Similarly, if a network employs gas or fees to validate operations, users willing to spend more can do faster transactions compared to everyone else, influencing the minimum investment cost and making it less desirable for others to participate. In such a scenario, certain nods simply have more clout, even though the chain’s design and web description might propose otherwise. So the issue of trust, which a decentralized entity would help mitigate with theoretical self-regulation dynamics, resurfaces.
Those “leader nodes”, common in many blockchain networks, are one of the technology’s main points of vulnerability. They also create redundancy, since each transaction, already sent as “validated” by them, goes through the other nodes once more. A block of data introduced by a leader node has more chances of becoming a legitimate part of the network and yet it may be incorrect or problematic. Updates might fix this, which in principle could be proposed by any chain member. In reality, however, that capacity to make changes is in the hands of a select few.

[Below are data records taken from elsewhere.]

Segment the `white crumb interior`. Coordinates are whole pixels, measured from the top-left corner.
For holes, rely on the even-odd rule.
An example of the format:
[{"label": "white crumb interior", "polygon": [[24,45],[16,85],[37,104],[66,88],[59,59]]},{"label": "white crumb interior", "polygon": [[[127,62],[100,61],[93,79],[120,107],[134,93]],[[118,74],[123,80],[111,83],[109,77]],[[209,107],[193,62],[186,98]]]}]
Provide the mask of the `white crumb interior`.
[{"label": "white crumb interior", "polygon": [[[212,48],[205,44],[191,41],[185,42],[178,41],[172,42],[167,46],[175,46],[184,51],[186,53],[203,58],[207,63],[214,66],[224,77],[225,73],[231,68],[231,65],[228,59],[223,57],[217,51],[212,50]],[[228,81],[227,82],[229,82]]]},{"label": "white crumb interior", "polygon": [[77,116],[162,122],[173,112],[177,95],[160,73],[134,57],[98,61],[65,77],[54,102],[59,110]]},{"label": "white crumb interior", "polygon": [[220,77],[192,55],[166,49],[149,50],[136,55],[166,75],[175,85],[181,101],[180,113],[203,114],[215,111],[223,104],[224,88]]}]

Blockchains that deal with real-world information create additional complications. One of the main appeals of the technology is that networks are not only safe from tampering by individual nodes but also isolated from any external input. To bridge that barrier, for example in the case of an insurance company that provides smart contracts as part of their service, a network needs an oracle – middleware that handles communication between blockchains and any off-chain system, like data providers, enterprise backends, web APIs, cloud providers, payment systems, other blockchains and so on.
The problem is that blockchains are not natively designed to deal with complex, non-numerical data. Proof-of-Work and Proof-of-Stake consensus mechanisms can’t really validate what’s the exchange rate of dollars to Uruguayan pesos if nodes consult different sources or disagree with each other. How can we make sure that the information submitted into a blockchain is reliable? And even if we manage that, will every participating member be able to agree and update their software?
Historically, the Byzantine Generals problem invited blockchain providers and academics to devise various ways of creating a solid leader node. Many nowadays see that as a design flaw contrary to decentralization and are seeking to create crypto products and services that embody the principle more faithfully. It’s clear that blockchain is becoming more and more popular among individuals and companies, and that decentralization is a big part of that. But what if the problem is the word itself?
Some suggest that “distribution” and not “decentralization” offers a better paradigmatic axis, since the word implies the actual division of decision-making power. Preventing the formation of scale-tilting entities and phenomena such as leader nodes, and redefining the way consensus is achieved might hold the keys to the future. For instance, when the stock market closes each day, buyers and sellers must agree on stock prices using a stochastic process – there is no right-answer-dependent validation but a mechanism that reaches consensus by taking into account complex variables and calculating “averages”.
This is all in the realm of ideas but a couple of innovative structural changes might lead blockchain to fulfill its true potential, break away from scalability issues and minimize the need for intermediaries even more.